February 6 The Royal Conservatory’s World Music series presents Pavlo and his band at Koerner Hall. The Toronto native with two Juno Award nominations who goes by a single name, Pavlo may have coined the term “Mediterranean guitar sound” for his brand of music, but for his current tour Pavlo integrates “exotic instruments,” as the promotion notes. His fans can expect Pavlo’s signature sound with acoustic Spanish guitar upfront in the mix, but also infused with Chinese erhu, Portuguese guitarra, Arabic ney, Indian sitar and Greek bouzouki.

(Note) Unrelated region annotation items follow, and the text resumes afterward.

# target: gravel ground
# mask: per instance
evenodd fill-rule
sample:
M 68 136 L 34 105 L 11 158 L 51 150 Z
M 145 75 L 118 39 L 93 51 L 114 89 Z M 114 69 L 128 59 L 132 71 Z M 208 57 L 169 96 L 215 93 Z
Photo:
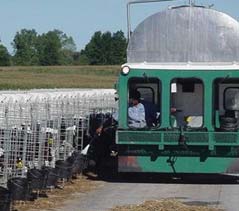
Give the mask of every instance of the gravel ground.
M 235 184 L 235 180 L 212 176 L 210 180 L 203 181 L 196 177 L 194 176 L 193 180 L 160 180 L 146 177 L 143 180 L 127 178 L 106 181 L 100 188 L 84 193 L 79 198 L 75 196 L 60 208 L 52 210 L 107 211 L 116 206 L 139 205 L 148 200 L 173 199 L 190 206 L 239 211 L 239 186 Z

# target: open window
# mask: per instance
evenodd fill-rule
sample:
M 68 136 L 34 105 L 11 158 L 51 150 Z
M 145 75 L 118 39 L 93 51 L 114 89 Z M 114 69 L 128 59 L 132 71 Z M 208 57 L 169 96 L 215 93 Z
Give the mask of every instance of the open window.
M 203 82 L 197 78 L 175 78 L 171 81 L 171 126 L 203 126 Z
M 214 125 L 216 130 L 234 132 L 239 122 L 239 78 L 214 81 Z
M 132 93 L 140 94 L 139 103 L 144 108 L 145 124 L 137 124 L 137 118 L 131 118 L 131 111 L 135 105 L 132 101 Z M 128 123 L 129 127 L 144 128 L 155 127 L 160 123 L 160 97 L 161 84 L 157 78 L 131 78 L 128 83 Z M 133 119 L 133 121 L 132 121 Z M 141 121 L 141 120 L 140 120 Z

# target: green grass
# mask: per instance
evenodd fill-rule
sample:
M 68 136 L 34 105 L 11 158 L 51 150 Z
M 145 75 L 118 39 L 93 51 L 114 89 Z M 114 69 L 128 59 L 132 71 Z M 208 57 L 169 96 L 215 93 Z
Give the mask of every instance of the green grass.
M 0 89 L 113 88 L 120 66 L 0 67 Z

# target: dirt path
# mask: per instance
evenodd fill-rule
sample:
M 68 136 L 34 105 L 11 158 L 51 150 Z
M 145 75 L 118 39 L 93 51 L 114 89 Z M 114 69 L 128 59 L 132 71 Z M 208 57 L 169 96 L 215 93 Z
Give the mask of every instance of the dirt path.
M 195 179 L 195 178 L 194 178 Z M 141 204 L 147 200 L 174 198 L 189 205 L 205 205 L 239 211 L 239 185 L 234 180 L 161 181 L 132 180 L 110 181 L 94 191 L 75 195 L 54 211 L 106 211 L 115 206 Z M 188 184 L 187 184 L 188 183 Z M 198 184 L 200 183 L 200 184 Z M 222 184 L 224 183 L 224 184 Z

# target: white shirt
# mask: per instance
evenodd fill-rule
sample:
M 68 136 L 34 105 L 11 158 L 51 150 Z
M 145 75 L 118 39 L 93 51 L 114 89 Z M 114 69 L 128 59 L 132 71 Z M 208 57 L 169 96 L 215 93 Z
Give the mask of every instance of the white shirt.
M 128 115 L 130 127 L 143 128 L 146 126 L 145 109 L 142 103 L 129 107 Z

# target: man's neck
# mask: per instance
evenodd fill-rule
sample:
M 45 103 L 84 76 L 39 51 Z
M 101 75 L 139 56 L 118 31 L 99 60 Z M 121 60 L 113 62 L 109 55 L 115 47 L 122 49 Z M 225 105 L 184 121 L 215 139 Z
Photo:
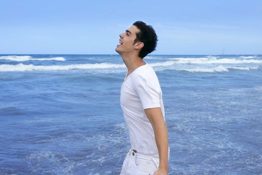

Also February 6 the Small World Music Centre’s still new intimate theatre is undertaking its first screening, rescheduled from last year. The Stirring of a Thousand Bells (2014) by emerging  American filmmaker Matthew Dunning is an experimental documentary consisting of two videos taking the audience on a kaleidoscopic visual and musical tour of life in Surakarta, a city in Java, Indonesia. It features footage of its centuries-old royal court gamelan music and dance culture, still vital today. A live music concert “Imaginary Soundtrack for Ambient Worlds: Indonesia meets Canada” by the Andrew Timar and Bill Parsons Duo, playing Indonesian kacapi and suling, will begin the program. (Yes I’m that Andrew Timar).

February 8, the Flato Markham Theatre audience will be in for a treat a concert that showcases two generations of one family with a proud musical lineage, encompassing several strands of world music. Amjad Ali Khan, the renowned veteran maestro of the sarod (Hindustani plucked lute) is joined by his sarod-playing sons Amaan and Ayaan Ali Khan for this rare three sarod concert. Billed as “The Sarod Project,” percussionists Issa Malluf (Arabic/Middle Eastern percussion) and ace Toronto tabla player Vineet Vyas join the soloists.

Hindustani music is certainly Khan’s forte but in the first set he will demonstrate his affinity for an even wider sweep of musical geography, ranging from various regions of India to the Middle East. His sons Amaan and Ayaan will then demonstrate their traditional Hindustani music cred by performing a raga to be announced at the hall, exemplifying the living tradition that has been passed down from father to son for several generations “Music is the greatest wealth in our family,” confirmed Amjad Ali Khan. 

February 13 and 14 the Aga Khan Museum in partnership with the Aga Khan Music Initiative presents “Wu Man and the Sanubar Tursun Ensemble” at the AKM auditorium. This multicultural meeting of the Chinese pipa virtuoso Wu Man and the celebrated Uyghur singer Sanubar Tursun, explore ancient cultural links between Chinese and Central Asian music traditions. Wu Man, who has multiple Grammy Award nominations as well as the 1999 City of Toronto Glenn Gould Protégé Prize to her credit, is a cross-cultural collaboration veteran. She’s worked extensively with the Kronos Quartet and Yo-Yo Ma’s Silk Road Project, among several others. Sanubar Tursun, who has become an iconic Uyghur cultural figure, employs her delicate, sensuous yet also athletic vocals in renditions of classical muqam and folk songs. The soloists are accompanied by an ensemble of Uyghur musicians.

If these concerts are any indication, it promises to be a rich and musically eventful February.